Straffe, transparente, relativ nüchterne Einspielung. Details werden vielfach ausgekostet. Die Ondes Martenot stehen bisweilen mehr im Vordergrund als üblich. Insgesamt wie eigentlich die meisten Aufnahmen dieses unverwüstlichen Reißers durchaus überzeugend. Nicht ganz so gut gefallen im Vergleich mit diversen anderen Einspielungen haben mir der etwas zu hastige Finalsatz und das zu laute und ebenfalls ein wenig zu zügige Jardin du sommeil.

Die Solisten dieser Aufnahme von etwa 1990 sind Paul Crossley, Klavier, und Tristan Murail, Ondes Martenot.

Mit bestem Dank und Grüßen an Marcie!

:hello Wolfgang
Gerne!

Welche Einspielungen sind denn Deine liebsten/kannst Du empfehlen?
Andréjo (02.01.2020, 12:51):
Welche Einspielungen sind denn Deine liebsten/kannst Du empfehlen?
Du hast ja bereits bemerkt, dass ich der Meinung bin: Die Nummer verträgt viel, was nebeneinander bestehen kann.

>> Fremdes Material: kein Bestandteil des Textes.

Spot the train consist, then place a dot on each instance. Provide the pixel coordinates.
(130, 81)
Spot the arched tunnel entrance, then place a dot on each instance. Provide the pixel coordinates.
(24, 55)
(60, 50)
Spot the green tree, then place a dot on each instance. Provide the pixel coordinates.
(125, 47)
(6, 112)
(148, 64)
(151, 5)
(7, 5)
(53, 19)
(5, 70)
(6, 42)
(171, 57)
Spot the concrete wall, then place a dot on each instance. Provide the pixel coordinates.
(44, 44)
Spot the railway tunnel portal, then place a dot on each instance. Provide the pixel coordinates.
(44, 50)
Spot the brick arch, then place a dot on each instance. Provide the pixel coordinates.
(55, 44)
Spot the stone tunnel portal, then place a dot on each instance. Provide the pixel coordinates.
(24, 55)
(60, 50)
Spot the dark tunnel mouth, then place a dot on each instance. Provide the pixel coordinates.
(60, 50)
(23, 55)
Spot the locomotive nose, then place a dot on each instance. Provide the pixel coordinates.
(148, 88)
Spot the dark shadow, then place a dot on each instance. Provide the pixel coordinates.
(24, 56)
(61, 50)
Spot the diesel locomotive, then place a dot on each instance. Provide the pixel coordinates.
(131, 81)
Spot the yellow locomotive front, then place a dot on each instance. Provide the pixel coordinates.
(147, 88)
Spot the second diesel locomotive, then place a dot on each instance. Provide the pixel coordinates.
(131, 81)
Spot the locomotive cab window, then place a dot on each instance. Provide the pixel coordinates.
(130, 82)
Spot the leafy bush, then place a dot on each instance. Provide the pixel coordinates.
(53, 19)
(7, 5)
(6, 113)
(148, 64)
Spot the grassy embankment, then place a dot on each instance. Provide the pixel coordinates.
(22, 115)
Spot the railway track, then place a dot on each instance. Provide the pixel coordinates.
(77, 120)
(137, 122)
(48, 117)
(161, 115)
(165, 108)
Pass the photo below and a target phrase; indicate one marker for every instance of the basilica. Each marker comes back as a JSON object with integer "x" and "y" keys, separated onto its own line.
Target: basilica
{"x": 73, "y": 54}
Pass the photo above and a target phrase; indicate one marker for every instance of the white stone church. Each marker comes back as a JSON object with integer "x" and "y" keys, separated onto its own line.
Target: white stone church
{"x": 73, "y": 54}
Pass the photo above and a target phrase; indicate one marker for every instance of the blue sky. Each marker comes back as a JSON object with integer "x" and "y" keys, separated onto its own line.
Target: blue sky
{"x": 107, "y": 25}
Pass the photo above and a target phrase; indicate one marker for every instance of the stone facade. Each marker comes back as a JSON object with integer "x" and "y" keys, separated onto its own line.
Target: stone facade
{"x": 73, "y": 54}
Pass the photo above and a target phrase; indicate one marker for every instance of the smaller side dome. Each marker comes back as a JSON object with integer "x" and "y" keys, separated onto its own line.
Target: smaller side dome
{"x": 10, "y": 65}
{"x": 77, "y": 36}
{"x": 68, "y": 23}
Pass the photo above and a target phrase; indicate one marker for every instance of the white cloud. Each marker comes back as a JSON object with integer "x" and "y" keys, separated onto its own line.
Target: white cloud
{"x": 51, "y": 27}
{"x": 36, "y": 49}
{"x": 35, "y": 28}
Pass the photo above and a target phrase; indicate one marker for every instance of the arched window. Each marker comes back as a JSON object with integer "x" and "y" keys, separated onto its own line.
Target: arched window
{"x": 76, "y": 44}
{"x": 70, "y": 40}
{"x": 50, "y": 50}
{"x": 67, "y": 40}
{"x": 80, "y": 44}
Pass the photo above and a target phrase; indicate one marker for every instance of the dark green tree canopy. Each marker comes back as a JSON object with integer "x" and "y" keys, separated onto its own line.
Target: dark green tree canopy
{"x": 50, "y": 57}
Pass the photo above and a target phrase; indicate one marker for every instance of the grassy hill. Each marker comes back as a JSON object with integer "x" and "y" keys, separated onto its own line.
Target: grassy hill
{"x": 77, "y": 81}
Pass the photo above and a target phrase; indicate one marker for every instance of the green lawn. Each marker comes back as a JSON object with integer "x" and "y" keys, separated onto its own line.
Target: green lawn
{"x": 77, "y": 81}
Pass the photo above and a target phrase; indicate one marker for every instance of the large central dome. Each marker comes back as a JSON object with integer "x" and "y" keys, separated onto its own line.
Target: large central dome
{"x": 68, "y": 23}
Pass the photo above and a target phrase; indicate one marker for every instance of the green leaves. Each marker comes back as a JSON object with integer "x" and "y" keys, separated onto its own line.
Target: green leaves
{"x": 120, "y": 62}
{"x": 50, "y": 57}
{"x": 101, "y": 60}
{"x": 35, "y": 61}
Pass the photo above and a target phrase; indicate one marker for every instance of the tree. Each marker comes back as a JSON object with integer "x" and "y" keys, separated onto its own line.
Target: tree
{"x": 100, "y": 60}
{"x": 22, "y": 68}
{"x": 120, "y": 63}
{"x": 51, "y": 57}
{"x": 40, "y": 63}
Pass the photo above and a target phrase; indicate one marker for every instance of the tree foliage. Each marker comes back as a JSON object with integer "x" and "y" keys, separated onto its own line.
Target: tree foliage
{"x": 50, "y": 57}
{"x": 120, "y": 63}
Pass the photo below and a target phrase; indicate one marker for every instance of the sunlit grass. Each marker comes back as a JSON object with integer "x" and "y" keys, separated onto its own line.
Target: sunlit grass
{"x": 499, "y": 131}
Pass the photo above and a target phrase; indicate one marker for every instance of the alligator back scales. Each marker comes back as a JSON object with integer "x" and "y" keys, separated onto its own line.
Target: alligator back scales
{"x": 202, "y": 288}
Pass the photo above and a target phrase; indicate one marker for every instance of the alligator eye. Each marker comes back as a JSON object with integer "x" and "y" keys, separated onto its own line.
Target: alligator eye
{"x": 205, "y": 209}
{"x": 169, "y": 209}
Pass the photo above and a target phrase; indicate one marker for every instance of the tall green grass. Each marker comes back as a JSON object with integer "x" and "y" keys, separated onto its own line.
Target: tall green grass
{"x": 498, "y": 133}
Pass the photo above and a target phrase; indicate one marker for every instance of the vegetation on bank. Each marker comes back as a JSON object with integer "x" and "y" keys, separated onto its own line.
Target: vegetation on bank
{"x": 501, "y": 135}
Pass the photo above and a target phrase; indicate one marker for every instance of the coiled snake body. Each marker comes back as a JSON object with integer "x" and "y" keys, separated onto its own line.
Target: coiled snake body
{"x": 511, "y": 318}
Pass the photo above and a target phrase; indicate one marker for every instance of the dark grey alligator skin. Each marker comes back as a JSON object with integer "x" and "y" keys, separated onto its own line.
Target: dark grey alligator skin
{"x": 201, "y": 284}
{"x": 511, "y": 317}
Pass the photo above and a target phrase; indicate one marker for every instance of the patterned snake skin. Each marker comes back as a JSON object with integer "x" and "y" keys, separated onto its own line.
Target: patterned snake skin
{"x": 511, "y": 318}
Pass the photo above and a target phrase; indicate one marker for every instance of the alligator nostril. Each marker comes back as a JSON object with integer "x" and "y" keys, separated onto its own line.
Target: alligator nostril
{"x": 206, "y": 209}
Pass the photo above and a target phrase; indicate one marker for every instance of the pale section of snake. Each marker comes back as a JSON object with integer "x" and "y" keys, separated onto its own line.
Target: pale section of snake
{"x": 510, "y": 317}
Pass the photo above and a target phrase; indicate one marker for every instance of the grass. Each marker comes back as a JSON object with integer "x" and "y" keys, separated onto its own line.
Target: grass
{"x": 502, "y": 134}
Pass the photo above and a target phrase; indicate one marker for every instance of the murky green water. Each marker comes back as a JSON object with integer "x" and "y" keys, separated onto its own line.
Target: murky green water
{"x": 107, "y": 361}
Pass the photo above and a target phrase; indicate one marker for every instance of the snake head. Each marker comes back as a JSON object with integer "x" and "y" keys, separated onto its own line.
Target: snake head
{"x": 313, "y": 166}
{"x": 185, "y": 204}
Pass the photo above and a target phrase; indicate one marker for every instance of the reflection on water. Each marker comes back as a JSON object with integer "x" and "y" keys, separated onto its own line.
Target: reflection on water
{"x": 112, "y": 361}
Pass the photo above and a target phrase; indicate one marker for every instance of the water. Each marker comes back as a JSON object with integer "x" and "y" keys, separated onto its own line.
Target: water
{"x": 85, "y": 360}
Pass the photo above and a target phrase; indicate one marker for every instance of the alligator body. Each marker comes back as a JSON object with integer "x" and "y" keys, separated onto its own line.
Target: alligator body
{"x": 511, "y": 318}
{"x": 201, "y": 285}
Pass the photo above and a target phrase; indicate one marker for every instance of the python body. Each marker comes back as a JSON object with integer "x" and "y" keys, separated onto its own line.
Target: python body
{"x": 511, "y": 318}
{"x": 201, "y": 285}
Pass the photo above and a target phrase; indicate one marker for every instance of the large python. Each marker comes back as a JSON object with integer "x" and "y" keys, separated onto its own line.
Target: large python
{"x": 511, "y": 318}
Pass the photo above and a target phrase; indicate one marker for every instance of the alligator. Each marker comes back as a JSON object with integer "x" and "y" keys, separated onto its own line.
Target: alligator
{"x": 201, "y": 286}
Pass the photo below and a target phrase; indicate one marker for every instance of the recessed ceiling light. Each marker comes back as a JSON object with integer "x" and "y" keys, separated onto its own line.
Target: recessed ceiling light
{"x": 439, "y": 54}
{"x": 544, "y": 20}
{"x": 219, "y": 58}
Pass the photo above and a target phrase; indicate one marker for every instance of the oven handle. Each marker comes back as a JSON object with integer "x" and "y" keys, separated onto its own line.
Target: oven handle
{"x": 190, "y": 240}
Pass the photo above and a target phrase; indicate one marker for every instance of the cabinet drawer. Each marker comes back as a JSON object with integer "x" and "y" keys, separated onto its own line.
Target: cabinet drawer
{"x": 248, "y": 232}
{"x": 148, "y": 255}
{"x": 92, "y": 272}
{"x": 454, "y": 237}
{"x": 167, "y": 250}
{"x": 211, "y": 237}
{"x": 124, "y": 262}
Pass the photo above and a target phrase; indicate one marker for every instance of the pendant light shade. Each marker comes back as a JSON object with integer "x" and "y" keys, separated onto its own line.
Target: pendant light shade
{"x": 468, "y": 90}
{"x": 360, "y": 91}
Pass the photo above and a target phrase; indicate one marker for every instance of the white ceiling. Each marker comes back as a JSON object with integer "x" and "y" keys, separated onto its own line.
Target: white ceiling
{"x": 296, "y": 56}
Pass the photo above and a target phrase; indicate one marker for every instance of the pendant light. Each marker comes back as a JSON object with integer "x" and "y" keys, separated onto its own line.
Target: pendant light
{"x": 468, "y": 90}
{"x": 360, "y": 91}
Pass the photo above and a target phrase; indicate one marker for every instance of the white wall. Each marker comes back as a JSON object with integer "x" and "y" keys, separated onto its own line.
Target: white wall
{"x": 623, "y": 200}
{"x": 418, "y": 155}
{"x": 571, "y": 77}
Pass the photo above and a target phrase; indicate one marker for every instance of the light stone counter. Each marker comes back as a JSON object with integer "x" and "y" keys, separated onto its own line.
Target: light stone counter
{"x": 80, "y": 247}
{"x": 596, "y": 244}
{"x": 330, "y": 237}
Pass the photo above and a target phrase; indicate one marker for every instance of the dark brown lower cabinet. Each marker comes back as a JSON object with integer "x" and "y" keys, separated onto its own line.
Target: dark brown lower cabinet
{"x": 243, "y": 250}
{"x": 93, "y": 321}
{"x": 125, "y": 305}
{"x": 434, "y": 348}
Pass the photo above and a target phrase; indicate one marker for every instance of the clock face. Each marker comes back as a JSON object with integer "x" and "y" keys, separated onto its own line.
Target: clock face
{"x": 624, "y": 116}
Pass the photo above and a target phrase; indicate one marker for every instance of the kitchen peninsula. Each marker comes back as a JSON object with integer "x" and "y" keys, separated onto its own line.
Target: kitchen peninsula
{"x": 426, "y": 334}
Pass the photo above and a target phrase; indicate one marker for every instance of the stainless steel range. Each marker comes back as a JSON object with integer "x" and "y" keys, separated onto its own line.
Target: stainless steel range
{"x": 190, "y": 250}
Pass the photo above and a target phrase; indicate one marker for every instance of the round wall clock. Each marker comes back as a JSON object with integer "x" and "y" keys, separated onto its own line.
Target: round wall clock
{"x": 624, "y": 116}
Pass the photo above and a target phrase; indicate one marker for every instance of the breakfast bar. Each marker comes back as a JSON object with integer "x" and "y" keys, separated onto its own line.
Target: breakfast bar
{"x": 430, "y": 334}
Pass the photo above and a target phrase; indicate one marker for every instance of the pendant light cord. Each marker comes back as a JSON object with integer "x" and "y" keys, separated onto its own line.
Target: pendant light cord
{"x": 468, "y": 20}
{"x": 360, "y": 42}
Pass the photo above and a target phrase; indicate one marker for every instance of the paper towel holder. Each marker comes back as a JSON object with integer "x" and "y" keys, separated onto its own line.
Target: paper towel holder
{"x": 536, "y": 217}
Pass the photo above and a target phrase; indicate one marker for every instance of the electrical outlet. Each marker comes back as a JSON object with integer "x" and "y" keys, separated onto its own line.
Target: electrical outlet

Da ich aber annehme, dass Du Dir nicht ein halbes Dutzend kaufen möchtest, wäre mein Vorschlag der folgende:



= Chailly

Oder Du legst Dir gleich eine Sammlung der wesentlichen Orchestermusik zu. Das wäre dann bezüglich der Sinfonie noch ein anderer echter Vorschlag.



(Leider habe ich schon wieder vergessen, wie man auf die jpc- bzw. amazon-Seite verlinkt. Es ist aber nicht schwer, die Einspielungen zu finden und auch die Kosten halten sich im Grenzen.)